Money Through the Ages: Navigating the Benefits Maze

JOHN SANDERS lives in a tidy bungalow in this former fishing village north of Clearwater. His home sits on a small hill, on a street lined with cars, trucks and garages now used for storage. The house was built for him in 1978 to accommodate his wheelchair and the other things he would need to live as a quadriplegic.

Sergeant Sanders was 23 when he was paralyzed on Dec. 4, 1969, while on patrol in Cu Chi, outside Saigon, when his platoon came under heavy fire. While trying to call in a helicopter airstrike, he was shot in the back. He spent the next year in and out of military hospitals before returning to the Panama Canal Zone, where he was born, to live with his parents. When his parents took early retirement, they all moved to Florida so Mr. Sanders could get better medical care.
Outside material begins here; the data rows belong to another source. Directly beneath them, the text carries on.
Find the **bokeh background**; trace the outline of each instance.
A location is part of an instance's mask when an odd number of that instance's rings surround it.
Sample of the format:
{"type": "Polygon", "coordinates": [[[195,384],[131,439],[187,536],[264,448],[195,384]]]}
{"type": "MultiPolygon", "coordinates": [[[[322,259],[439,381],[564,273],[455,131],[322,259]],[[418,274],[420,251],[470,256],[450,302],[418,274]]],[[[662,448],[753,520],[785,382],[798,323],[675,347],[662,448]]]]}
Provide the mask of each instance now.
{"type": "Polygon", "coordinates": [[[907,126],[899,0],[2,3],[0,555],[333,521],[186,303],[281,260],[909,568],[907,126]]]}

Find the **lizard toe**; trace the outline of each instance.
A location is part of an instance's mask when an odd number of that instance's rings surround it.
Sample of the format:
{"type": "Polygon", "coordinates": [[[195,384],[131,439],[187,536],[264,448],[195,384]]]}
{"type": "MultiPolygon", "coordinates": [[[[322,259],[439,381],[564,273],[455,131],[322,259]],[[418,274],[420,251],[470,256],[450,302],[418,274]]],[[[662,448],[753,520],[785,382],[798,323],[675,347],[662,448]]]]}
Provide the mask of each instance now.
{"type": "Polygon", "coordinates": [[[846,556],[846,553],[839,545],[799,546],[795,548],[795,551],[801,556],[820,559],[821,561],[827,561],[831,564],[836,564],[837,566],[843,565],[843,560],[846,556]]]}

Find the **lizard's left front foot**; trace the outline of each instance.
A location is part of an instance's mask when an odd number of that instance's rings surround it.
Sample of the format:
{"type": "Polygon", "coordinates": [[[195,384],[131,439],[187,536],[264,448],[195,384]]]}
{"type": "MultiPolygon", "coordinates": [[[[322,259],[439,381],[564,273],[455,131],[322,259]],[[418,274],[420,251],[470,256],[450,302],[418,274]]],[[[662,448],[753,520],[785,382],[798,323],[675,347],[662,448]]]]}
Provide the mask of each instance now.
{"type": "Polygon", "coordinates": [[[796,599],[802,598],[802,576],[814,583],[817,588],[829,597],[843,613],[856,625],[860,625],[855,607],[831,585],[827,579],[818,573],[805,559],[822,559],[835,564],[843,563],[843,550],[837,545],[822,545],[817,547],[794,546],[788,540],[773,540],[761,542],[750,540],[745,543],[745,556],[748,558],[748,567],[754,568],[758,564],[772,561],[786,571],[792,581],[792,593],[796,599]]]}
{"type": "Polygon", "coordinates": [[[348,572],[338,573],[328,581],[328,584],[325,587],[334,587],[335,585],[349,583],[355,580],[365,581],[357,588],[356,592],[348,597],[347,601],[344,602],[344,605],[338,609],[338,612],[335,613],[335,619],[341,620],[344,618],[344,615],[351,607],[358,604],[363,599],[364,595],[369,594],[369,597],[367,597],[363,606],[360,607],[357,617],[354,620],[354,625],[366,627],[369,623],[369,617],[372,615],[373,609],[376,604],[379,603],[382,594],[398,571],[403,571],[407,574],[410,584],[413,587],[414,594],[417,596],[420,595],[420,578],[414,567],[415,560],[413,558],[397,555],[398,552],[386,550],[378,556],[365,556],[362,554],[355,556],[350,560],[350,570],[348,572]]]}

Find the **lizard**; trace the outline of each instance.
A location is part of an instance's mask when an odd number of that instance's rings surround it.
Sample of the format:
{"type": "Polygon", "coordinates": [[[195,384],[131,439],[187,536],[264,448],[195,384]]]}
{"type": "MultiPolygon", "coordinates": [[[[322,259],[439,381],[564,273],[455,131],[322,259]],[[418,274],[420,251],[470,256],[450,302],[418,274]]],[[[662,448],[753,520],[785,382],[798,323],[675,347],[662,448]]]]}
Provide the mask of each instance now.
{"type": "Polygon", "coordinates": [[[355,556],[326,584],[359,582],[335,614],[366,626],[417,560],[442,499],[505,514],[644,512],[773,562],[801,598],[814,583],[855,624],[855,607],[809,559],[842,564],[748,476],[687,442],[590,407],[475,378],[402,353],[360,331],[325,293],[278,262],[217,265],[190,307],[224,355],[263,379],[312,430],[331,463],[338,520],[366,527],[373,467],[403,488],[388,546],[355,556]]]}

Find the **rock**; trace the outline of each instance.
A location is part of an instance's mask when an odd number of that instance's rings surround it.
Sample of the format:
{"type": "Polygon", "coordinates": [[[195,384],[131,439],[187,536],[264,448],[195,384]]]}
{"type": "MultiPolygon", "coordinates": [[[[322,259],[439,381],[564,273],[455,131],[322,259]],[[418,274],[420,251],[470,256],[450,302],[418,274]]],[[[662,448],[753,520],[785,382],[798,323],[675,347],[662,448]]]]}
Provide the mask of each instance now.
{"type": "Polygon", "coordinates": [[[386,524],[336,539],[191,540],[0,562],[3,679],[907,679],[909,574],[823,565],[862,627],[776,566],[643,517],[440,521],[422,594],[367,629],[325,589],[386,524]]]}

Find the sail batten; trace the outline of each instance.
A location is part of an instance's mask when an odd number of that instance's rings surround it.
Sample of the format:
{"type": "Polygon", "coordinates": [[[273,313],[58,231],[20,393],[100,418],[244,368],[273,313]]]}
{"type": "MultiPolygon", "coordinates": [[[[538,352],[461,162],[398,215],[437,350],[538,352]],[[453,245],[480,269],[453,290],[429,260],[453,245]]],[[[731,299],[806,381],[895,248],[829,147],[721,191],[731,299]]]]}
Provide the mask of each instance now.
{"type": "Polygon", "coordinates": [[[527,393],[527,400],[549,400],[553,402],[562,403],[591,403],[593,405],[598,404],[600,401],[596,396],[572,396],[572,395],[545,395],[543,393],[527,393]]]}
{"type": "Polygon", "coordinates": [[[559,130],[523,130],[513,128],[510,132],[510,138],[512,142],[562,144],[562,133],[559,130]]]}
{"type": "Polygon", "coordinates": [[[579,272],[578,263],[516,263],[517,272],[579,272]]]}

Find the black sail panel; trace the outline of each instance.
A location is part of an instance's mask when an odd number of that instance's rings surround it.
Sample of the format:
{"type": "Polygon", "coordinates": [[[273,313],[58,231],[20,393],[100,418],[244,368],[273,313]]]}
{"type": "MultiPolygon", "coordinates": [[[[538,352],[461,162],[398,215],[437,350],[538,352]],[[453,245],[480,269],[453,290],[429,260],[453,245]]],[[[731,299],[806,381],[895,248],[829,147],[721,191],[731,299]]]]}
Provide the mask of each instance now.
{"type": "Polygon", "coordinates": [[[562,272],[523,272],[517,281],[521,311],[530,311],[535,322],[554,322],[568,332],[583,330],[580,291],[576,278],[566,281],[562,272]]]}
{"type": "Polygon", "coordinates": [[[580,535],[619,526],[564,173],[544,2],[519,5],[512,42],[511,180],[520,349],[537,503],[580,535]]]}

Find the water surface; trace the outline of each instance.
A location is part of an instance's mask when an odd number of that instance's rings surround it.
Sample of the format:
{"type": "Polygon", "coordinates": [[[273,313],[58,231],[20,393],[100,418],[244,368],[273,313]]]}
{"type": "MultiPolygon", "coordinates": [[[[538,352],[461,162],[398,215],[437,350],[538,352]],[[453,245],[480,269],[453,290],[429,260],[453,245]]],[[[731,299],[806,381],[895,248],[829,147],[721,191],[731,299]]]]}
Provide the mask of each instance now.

His life over the last four decades has been a full one. A great wit, he likes to read and talk for hours. He and his aide, Brian Disney, go out every day in his specially equipped van. Mr. Sanders’s Dalmatian mix, Savanna, expects and gets a ride around the block at those times when she is to be left behind.

His outlook was formed early by a conversation with a paraplegic man at the Cleveland Veterans Administration Hospital after his injury. “I said, this is going to be our fate?” Mr. Sanders recalled. “What are we going to do?”

“The best we can,” the other man responded. “There’s no other option.”

Despite his positive outlook, Mr. Sanders’s financial life has been punctuated by struggles to understand the disability benefits he depends on and to budget, while on a fixed income, for unpredictable and high insurance costs in Florida.

Heath Whetsel, a financial adviser at USAA, the financial services company for military families, agreed to look over Mr. Sanders’s finances. A disabled veteran of Army service from 1995 to 2000, Mr. Whetsel has his own stories about being denied benefits and getting them only after appealing or working through another bureaucrat.

One thing their experiences can teach disabled veterans returning from Afghanistan and Iraq is to never give up if they are turned down for something.

Mr. Sanders, now 65, has three primary financial concerns: understanding the labyrinthine benefits process, managing the cash flow from his disability checks and contending with the rising cost of home insurance in Florida.

The Veterans Administration, he said, has become more helpful in the last few years, but he is still troubled by previous experiences, and that affects how he approaches current concerns.

His worst experience, he said, came in 1997 when he applied for voice-recognition software that would allow him to do everything from writing letters to friends to controlling the lights and thermostat in his room. Until that point he had to rely on his mother for everything. One criterion for receiving the software was that it would improve a person’s quality of life.

After an interview with a counseling psychologist at the local V.A. office, Mr. Sanders received a letter, which he showed to The New York Times, that said: “You are currently independent and the requested equipment is not seen to significantly increase your independence or decrease your dependence within the family and community.”

“I couldn’t believe it,” he said, growing angry as he told the story. “How was I independent?”

After more than a year of appeals and help from a paraplegic friend who worked for the Paralyzed Veterans of America, he got the software.

“Those first six months, it was like, ‘I’m back in the game,’ ” he said. “I wrote letter after letter to everyone. After several months, my brother said, ‘Have you ever heard of e-mail? ”

Currently, Mr. Sanders is worried about finding the benefit money to widen his bedroom door. Three years ago, he got his first new bed in 37 years, which the V.A. bought for him. But it does not fit through his door. His sister, who lives with him, said she would not be able to roll him out of the house if there were a fire.

The cost to widen the door is $1,250, and at first glance it appears that he has more than that amount available to him through two grant programs. The problem is how those programs operate. Through one, which is meant for larger jobs to adapt homes for disabled vets, he has $3,995 left. Yet, if he pays for the door through that fund, he will lose the remaining money for future repairs.